While that story is formulaic, the characters are a blast. Johnson is perfect as Maui, and the chemistry between he and Moana is wonderful; like lovingly bickering siblings. Even the ubiquitous, dim-witted animal sidekick (chicken Heihei) was funny enough to tamper my cynicism…or maybe my 3-year-old’s endless laughter softened me.
The real standout here is the animation. Spectacularly beautiful, the attention to little details like the movement of sand and water make the cool character designs and action sequences that much more involving. That aesthetic charm, mixed with tons of fun and a message that believing in others is just as vital as belief in ourselves, pushes this family-fantasy beyond its admitted clichés. Fans of Mickey’s movies, specifically the ones of late, will find plenty to enjoy here.
Rating: 3.5 out of 5 stars
By Cole Schneider
Moana the princess is wonderful. Depending on what perspective you want to take, you might say she’s either a less annoying Ariel or a more rebellious Belle. She’s not necessarily a better character than they are, but she’s every bit as full-bodied, and in a nebulous, inescapable way I felt she rang more true than any princess in Disney’s lineage. I’ll leave it up to you whether I speak as a writer too inadequate to describe why or as a man too ignorant to comment on whether a princess indeed rings truth.
After a lengthy first act, the Polynesian-inspired Moana sets sail to save her tribe, seeking out Maui, a vain demi-god (basically a cross between Hercules and The Rock, who voices him) with the potential to restore order to the mythical world. Once the story settles in it becomes a road trip comedy and even if the story itself is too winding, lacks adventure, is a bit bland, and by the end is more than a bit coerced, the platonic relationship between Moana and Maui really is sweet, funny, honest, and a great vehicle for (mostly) subtle explorations of the film’s larger themes—not just gender dynamics (which is thankfully becoming a tired trope), but also cultural dynamics.
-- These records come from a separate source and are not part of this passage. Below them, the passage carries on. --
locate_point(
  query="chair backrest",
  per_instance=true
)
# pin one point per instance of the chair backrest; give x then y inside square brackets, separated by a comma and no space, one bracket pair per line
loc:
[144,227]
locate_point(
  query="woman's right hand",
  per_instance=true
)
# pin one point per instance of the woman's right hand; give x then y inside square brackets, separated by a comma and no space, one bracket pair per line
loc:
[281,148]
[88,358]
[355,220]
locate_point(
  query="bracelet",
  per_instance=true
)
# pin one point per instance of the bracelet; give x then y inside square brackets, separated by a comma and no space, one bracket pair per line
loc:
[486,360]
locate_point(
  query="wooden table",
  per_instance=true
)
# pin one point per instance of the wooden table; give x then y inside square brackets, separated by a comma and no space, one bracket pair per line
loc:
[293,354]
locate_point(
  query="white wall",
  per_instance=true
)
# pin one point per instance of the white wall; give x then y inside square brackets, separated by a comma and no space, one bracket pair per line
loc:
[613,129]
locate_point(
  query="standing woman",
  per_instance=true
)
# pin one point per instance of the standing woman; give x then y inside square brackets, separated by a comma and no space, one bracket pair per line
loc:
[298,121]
“Moana” wears its predecessors proudly, and while it certainly surpasses some, like “Pocahontas”, it also fails to live up to the heights of others, like “Aladdin”. Among Disney’s more recent Renaissance, it continues the pattern of mediocre-good, failing to match the cross-cultural setting of “Big Hero 6” or the lively plot of “Wreck-It Ralph”, yet still ranking alongside them. It seems the truly brilliant “Frozen” was an outlier.